第一章 勇者顕現編
第二話 星に願いを
空に流れる星が走る。
はかなくも眩い輝きは古来より人を惹きつけてきた。ある者は吉凶の前触れと言い、ある者は尽きる前に願いを乗せるのだという。
「人々に無上の武力を。普く敵を滅ぼす力を。……父上の無事の帰還を……どうか」
バイマジヤ王国第三王女キュレーナは後者であった。
固く手を組み真摯に祈りをささげる。それは輝きが燃え尽きても未だ終わる気配がない。
「姫様。あまり夜更かしなされては明日に響きます」
「ばあや。そうですね……。しかし今は少しでも何かをしていたいのです」
教育係も務める乳母がやんわりと窘めても彼女の祈りは続く。
叶うならば隣に並び、祈りを捧げたいところではある。しかし持ち前の責任感からそれはできなかった。
「それでは姫様、明日は朝から図書館へと参るのはいかがでしょう」
「ばあや? 今は本を読む気分ではありません」
「そうではありませんよ。陛下たちのお力になれるよう、書物の知識を開くのです。先人の教えに良いものがあるかもしれません」
キュレーナは少し考えるそぶりを見せてから祈りを解く。
「それは良いですね。少しでも役立つものがあれば……」
「調べものは大変でございますよ。そのためにも今はお休みください」
キュレーナは素直に頷き、寝室へと向かう。
乳母は密かに胸をなでおろしていた。父である国王と兄である第二王子が共に戦場にいる今、王女は不安でたまらないのだろう。

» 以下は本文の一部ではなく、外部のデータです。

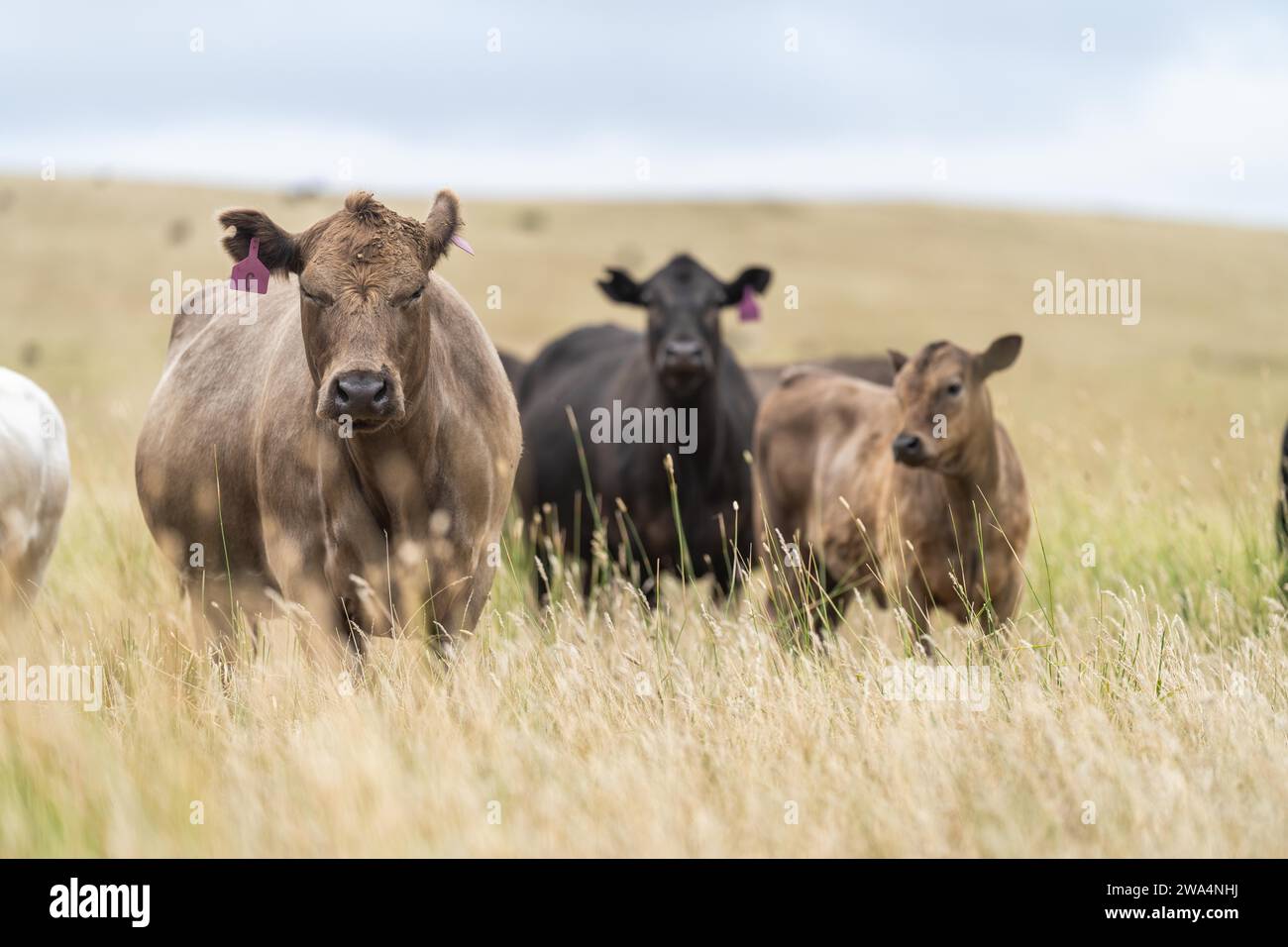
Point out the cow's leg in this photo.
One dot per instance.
(459, 589)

だとしても、乳母としては彼女自身の身を案じてほしい気持ちが強い。
「お休みなさいませ、姫様」
「お休みなさい」
そうして乳母は寝室の傍らで、王女の寝息が聞こえてくるまでしばしの時間を過ごすのだった。
◆
見上げた夜空に輝く一筋の線。
バイマジヤ国王サマノト三世は髭を撫でつけ唸る。
「おお。ヤンバリガよ見たか、星が流れたぞ。吉兆であることを願うな」
「はい、父上。そうだ、僕が明日の勝利を星掛けしておきます!」
星の流れる時間は短い。既に空には影すらないが、サマノト王は息子である第二王子ヤンバリガの行動を止めはしなかった。
彼に倣って、周りの騎士や戦士たちの中にも星掛けを始めた者がいる
戦いを明日に控えて誰もが静かに昂ぶり、同時に祈りの先を求めていた。
「ほどほどにな。今は少しでも休むことも戦いのうちである。なぁお前たち?」
そういって傍らに身を横たえたグリフォンの嘴を撫でる。
くえっ、と同意なのかよくわからない鳴き声が返ってきた。
この場にいるのは人間の兵ばかりではない。
森の奥には切り札である
この戦いに、バイマジヤ王国は持てる総力をつぎ込んでいるのだ。
「明日の戦いは厳しいものとなろう。すでにこのワンダジス大陸に、人族の住む地は残されておらぬ。我らが王都ツンデルモウが最後の砦。我らはただ一振りの剣の切っ先よ」
サマノト王の表情を、焚火の明かりがゆらゆらと照らしている。
そこには責務と自信、明らかな苦悩の皺が刻まれていた。
「……ヤンバリガよ。今からでも遅くない、王都へ戻りはせんか?」
「父上! その話は……終わったことです」
「だが次代を担う若者がいてこそ老骨は身を投げうてる。兄に続いてお前までもが戦いに倒れてしまっては、誰がこのバイマジヤ王国を支えてゆくのだ」
「王都にはキュレーナが残っております……あの子には芯の強さがある。いずれ然るべき相手を見つけ、立派に務めを果たすでしょう!」
「そうではない。ヤンバリガ、そうではないのだ……」
絞り出すような声。王といえど人の子に過ぎない。
第一王子は既に緒戦において倒れている。彼としても、これ以上失う前に自らの手で決着をつけたい気持ちがあった。
張り詰めた空気に割って入るものがある。
王国騎士団長ヨイツニオは自らの胸を叩き自信をのぞかせた。
「ご心配は無用。殿下は我ら近衛騎士団と共にあります。我ら騎士の誰もが鍛え上げた業物。さらには騎獣隊もそろっておりますれば、いかにジャ=カイの獣といえどたやすく後れは取ら……」
「おうやおうや。それはぁ、どうでしょうかぁ~?」
ざわめきが起こった。騎士たちの誰でもありえない、あざ笑うような声音。
ヨイツニオは素早く剣を抜くと闇夜に切っ先を向けた。声の方向から位置を割り出そうと集中し、しかし直後に彼の努力は無駄となる。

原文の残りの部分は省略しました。